Trois ans après, les paradoxes s’accumulent. D’un côté, le retrait des Etats-Unis s’ajoute aux trahisons grandes et petites des pays industrialisés, dont la France. Conséquence : alors que l’objectif minimal aurait été de limiter le réchauffement à la fin du siècle à +2°, c’est plutôt vers +3° que l’on s’achemine. 

A l’opposé, le dernier rapport « spécial » du GIEC révèle l’ampleur du différentiel de risques encourus en tous genres de ce fait. Il n’hésite pas à déborder sur le champ politique en recommandant des transitions systémiques incluant par exemple, dans leurs objectifs, non seulement la lutte contre la pauvreté, mais aussi la réduction des inégalités. Il met en outre l’accent sur les conséquences incalculables qui résulteraient d’un dépassement de la cible. De nombreux scientifiques dénoncent le risque de « basculement systémique » non datable car sans précédent historique, qui exige d’autant plus d’exclure tout retard dans l’exécution du scénario à +1,5 °. 

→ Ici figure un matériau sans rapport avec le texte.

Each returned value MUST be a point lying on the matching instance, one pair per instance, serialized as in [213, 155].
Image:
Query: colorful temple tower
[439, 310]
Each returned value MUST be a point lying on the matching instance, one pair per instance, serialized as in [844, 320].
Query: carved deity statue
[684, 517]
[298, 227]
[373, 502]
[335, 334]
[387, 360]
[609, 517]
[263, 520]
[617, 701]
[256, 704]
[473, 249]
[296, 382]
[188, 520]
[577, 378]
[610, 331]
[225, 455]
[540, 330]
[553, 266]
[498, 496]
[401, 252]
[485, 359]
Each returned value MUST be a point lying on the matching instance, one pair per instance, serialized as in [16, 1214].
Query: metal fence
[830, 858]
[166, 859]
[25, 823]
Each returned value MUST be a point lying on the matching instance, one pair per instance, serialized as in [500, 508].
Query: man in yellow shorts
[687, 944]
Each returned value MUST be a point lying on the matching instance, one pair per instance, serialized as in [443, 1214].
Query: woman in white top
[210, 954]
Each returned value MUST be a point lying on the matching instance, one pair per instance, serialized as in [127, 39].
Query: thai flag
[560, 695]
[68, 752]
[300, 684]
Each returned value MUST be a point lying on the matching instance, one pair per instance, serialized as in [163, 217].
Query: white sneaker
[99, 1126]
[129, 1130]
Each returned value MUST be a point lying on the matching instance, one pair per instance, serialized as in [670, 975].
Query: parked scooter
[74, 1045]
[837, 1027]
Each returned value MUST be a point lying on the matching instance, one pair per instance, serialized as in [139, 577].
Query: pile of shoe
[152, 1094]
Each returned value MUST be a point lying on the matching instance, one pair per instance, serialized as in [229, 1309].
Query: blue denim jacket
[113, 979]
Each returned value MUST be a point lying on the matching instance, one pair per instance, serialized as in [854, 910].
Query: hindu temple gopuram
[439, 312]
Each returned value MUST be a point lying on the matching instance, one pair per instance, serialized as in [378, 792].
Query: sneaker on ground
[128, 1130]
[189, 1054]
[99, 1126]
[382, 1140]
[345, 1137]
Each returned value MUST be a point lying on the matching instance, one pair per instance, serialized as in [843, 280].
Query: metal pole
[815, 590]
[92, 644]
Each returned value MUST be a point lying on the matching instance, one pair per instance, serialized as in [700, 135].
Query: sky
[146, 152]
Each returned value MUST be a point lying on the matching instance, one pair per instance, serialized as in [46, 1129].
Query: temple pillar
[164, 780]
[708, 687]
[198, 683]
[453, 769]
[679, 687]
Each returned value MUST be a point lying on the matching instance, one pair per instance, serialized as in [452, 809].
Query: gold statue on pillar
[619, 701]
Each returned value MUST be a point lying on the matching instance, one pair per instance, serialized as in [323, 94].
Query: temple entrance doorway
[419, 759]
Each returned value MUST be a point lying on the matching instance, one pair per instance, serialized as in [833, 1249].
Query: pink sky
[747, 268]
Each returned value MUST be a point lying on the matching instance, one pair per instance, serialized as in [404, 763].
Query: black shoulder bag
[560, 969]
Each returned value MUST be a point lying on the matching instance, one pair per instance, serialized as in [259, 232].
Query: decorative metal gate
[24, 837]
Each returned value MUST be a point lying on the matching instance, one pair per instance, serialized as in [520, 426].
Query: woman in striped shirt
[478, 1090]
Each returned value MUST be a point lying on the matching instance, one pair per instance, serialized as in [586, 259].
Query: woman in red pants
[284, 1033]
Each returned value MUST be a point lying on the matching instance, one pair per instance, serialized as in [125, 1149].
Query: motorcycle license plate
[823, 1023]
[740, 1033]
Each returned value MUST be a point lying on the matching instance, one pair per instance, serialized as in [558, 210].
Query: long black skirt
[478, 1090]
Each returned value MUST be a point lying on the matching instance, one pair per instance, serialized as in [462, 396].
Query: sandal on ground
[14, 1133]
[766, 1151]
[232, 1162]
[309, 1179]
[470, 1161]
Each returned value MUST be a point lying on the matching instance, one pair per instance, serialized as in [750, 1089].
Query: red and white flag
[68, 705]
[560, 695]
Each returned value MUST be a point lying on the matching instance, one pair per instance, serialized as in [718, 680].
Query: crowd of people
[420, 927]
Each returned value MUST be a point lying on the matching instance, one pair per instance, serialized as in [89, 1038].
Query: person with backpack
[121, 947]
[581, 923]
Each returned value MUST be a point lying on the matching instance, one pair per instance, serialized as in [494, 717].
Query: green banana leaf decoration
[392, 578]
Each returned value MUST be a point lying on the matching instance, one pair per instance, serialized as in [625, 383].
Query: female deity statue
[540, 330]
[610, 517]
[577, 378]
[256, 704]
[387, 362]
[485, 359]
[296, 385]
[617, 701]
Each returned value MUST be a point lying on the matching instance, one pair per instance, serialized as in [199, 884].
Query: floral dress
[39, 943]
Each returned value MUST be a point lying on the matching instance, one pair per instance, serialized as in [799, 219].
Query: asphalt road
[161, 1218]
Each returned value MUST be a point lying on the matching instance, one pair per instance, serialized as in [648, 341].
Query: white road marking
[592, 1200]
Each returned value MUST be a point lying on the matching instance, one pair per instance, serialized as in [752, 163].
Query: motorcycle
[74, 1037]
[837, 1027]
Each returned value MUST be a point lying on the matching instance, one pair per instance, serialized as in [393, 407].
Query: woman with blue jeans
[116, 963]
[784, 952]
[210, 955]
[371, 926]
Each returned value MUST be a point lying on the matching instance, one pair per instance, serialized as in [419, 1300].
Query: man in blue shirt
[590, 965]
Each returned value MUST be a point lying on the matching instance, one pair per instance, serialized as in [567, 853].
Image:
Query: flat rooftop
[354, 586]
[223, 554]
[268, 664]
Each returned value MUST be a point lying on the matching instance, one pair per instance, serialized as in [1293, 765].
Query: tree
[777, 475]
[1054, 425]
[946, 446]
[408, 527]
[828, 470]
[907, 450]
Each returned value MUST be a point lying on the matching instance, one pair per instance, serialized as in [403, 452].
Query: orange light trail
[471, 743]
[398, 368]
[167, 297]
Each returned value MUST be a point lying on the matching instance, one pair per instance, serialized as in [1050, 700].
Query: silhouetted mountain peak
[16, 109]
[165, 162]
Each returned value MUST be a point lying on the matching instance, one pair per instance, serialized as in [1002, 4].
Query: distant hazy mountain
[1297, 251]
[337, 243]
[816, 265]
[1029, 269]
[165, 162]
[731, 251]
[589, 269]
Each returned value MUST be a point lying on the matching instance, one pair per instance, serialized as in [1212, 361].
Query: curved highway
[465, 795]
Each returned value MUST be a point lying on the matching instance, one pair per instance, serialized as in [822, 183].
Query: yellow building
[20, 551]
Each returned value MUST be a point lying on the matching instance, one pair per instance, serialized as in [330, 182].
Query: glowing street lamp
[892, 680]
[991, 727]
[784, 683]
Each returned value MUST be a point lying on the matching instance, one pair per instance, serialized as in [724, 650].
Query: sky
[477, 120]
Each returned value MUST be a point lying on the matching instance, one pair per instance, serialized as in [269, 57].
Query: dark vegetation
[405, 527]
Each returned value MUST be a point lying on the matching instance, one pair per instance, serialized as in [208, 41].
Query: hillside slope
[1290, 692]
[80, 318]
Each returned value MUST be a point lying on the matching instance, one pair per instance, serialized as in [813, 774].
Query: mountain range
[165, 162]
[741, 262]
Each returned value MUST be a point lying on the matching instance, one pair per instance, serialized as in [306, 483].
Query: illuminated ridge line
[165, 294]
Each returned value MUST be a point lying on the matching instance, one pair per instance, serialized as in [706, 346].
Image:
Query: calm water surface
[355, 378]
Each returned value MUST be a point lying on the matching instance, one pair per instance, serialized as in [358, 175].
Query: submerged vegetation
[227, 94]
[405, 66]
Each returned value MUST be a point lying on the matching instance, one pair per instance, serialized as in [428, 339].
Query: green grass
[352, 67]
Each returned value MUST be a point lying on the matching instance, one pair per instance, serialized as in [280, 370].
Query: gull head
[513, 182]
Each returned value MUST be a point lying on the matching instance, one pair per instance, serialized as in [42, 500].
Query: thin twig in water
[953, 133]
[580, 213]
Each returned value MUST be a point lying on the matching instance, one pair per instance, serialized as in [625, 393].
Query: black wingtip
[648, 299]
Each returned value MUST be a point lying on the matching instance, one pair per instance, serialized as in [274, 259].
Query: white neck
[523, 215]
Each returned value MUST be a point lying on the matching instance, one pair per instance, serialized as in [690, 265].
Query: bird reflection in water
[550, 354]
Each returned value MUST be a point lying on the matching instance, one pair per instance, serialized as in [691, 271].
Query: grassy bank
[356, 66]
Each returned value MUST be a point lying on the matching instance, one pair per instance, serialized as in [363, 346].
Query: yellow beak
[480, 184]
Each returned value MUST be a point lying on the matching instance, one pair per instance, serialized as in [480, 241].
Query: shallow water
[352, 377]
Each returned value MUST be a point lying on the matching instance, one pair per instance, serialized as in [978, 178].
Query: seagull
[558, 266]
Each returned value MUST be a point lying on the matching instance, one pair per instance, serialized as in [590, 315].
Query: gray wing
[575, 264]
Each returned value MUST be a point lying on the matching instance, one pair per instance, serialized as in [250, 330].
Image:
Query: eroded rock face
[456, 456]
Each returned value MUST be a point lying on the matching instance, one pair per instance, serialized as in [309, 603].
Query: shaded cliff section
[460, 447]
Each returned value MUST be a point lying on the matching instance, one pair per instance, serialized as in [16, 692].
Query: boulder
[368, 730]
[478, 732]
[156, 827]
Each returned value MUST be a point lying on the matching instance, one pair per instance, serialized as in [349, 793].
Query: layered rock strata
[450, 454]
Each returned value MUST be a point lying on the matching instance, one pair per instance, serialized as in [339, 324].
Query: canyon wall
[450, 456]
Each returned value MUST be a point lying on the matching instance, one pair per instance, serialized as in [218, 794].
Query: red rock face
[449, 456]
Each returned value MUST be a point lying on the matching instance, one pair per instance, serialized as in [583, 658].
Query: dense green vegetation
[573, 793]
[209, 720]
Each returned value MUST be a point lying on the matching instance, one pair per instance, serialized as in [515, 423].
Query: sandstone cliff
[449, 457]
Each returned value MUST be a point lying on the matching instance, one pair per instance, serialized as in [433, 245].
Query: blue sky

Ces changements du paradigme du climat posent de façon encore plus aigüe les questions de renouvellement des politiques nationales. Il s’agit d’ouvrir un débat de société. Deux faits récents peuvent nous y encourager : le succès de la pétition « L’affaire du siècle » qui a dépassé les 2 millions de signatures ; la manière dont le mouvement des gilets jaunes a évité de tomber dans le climato-négationnisme malgré son déclenchement dû à une politique aussi technocratique qu’imbécile. 

Débat animé par Benoit Monange, directeur de la Fondation de l’Ecologie politique.

Valérie Masson-Delmotte, paléoclimatologue, directrice de recherche au CEA et co-présidente du groupe nᵒ 1 du GIEC.

Maxime Combes, économiste, militant d’Attac France, où il suit les grands enjeux environnementaux et énergétiques nationaux et mondiaux.